Hallaron a la mujer perdida en Los Gigantes, Córdoba: pasó dos noches en una cueva y solo tenía una naranja

Nada se sabía de María del Carmen Herrero desde el domingo. Se separó de su grupo en una zona montañosa.

La mujer que el domingo se había extraviado en la zona de los cerros de Los Gigantes, cercano a la localidad de Tanti, en el valle de Punilla, Córdoba, fue encontrada en buenas condiciones en la tarde del martes. «Solo tenía una naranja, pero no la comí hasta tener señales de que me buscaban», declaró emocionada María del Carmen Herrero a medios locales, tras el rescate.

El secretario de Gestión de Riesgo Climático, Claudio Vignetta, informó esta tarde a los medios locales que Herrero fue encontrada en «buen estado de salud».

Los equipos de rescate ubicaron a la mujer pasada las 14 horas en la zona montañosa de quebrada Nipur, cercano al rio Yuspe, a unas dos horas desde el «punto cero» donde se encontraba acampando junto al grupo que integra.

Rescate en Los Gigantes, Córdoba. Foto La Voz / Defensa Civil.

Rescate en Los Gigantes, Córdoba. Foto La Voz / Defensa Civil.

Herrero, que forma parte de una ONG que trabaja en un programa de reforestación, se habría separado de su grupo en las primeras horas del domingo, y desde entonces no se sabía nada de ella.

“Nunca atiné a estar sola, jamás pensé perderme en la montaña. Fue un momento desesperante”, señaló la cordobesa, de 31 años, al programa Vamos Viendo, de la radio La Popu.
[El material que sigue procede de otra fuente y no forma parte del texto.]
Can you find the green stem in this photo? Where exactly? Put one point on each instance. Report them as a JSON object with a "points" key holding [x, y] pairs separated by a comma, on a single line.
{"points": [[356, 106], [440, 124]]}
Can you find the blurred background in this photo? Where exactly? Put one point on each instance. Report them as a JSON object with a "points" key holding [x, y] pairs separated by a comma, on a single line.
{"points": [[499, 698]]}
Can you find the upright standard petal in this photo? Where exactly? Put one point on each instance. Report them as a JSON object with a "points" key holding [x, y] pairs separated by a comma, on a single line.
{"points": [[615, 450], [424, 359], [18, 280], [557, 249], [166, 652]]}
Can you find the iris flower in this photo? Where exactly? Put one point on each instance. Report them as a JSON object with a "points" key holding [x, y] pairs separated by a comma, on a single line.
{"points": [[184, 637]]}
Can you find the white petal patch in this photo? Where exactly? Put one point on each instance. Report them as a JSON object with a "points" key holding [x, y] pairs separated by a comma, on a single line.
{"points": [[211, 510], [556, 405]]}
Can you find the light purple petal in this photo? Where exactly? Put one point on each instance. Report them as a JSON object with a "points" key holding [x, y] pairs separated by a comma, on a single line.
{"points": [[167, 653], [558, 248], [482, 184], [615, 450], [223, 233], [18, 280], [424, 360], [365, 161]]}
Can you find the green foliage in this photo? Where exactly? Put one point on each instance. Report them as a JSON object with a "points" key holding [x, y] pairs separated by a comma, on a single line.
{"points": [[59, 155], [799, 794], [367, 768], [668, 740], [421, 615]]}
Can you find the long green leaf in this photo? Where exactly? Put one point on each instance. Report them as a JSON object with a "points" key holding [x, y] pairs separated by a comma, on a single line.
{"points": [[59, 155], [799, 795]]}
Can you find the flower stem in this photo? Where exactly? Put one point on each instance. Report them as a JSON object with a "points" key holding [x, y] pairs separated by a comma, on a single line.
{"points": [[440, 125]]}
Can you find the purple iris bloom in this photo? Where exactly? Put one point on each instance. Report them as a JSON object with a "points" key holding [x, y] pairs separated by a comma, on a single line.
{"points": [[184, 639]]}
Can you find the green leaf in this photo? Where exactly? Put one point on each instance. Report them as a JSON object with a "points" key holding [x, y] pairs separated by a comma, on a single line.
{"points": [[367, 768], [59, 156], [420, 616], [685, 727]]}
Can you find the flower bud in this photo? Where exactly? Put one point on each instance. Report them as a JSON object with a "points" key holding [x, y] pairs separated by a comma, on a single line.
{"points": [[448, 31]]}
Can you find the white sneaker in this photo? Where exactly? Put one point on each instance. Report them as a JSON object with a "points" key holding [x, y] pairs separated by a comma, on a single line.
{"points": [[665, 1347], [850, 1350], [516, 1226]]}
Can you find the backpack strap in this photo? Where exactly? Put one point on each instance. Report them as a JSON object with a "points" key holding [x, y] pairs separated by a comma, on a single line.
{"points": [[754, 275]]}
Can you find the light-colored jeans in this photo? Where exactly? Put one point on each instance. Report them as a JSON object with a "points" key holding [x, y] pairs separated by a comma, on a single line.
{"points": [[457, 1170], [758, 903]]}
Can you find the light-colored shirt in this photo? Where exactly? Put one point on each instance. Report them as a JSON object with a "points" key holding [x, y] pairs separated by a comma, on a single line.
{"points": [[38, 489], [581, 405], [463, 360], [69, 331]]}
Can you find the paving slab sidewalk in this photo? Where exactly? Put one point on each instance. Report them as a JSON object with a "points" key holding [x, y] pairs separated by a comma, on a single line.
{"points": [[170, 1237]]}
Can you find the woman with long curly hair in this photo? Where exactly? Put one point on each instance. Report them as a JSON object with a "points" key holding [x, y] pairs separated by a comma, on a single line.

La mujer es oriunda de la capital de Córdoba y, según la información policial, tiene experiencia para desenvolverse en zonas de montañas.

La policía había abierto un sumario por desaparición de persona, y desde entonces se había dispuesto un operativo de búsqueda con equipos especializados de más de 50 personas, integrado por bomberos del Departamento de Unidades de Alto Riesgo (DUAR), perros adiestrados, drones y guías.

María del Carmen Herrero, que es licenciada en Nutrición y docente de Biología y Educación de la Salud, aclaró que no es montañista, aunque admitió tener un alma aventurera.

María del Carmen Herrero, la mujer de 31 años se encontraba junto a un grupo de montañistas en Los Gigantes, fue rescatada.

María del Carmen Herrero, la mujer de 31 años se encontraba junto a un grupo de montañistas en Los Gigantes, fue rescatada.

“Lo que pasó fue que había ido a un voluntariado por un programa de reforestación y el día 28 bajamos de la zona donde está el refugio del Club Andino. Salí muy abrigada porque llovía y en el camino empezó a hacer calor. No desayuné ni había dormido bien. Cuando el guía se detuvo a responder algunas preguntas de otras personas ajenas al grupo, aproveché ese parate para sacarme la ropa y quedarme más holgada”, relató tras el rescate.

Y continuó: “Luego, el grupo siguió bajando, la cosa es que me retrasé un poco más y, en ese momento, cuando retomé el camino, no vi más a la gente. Eso me redesesperó. Me perdí al segundo, una cosa tremenda, porque los vi y cuando me acerqué, no los vi más”.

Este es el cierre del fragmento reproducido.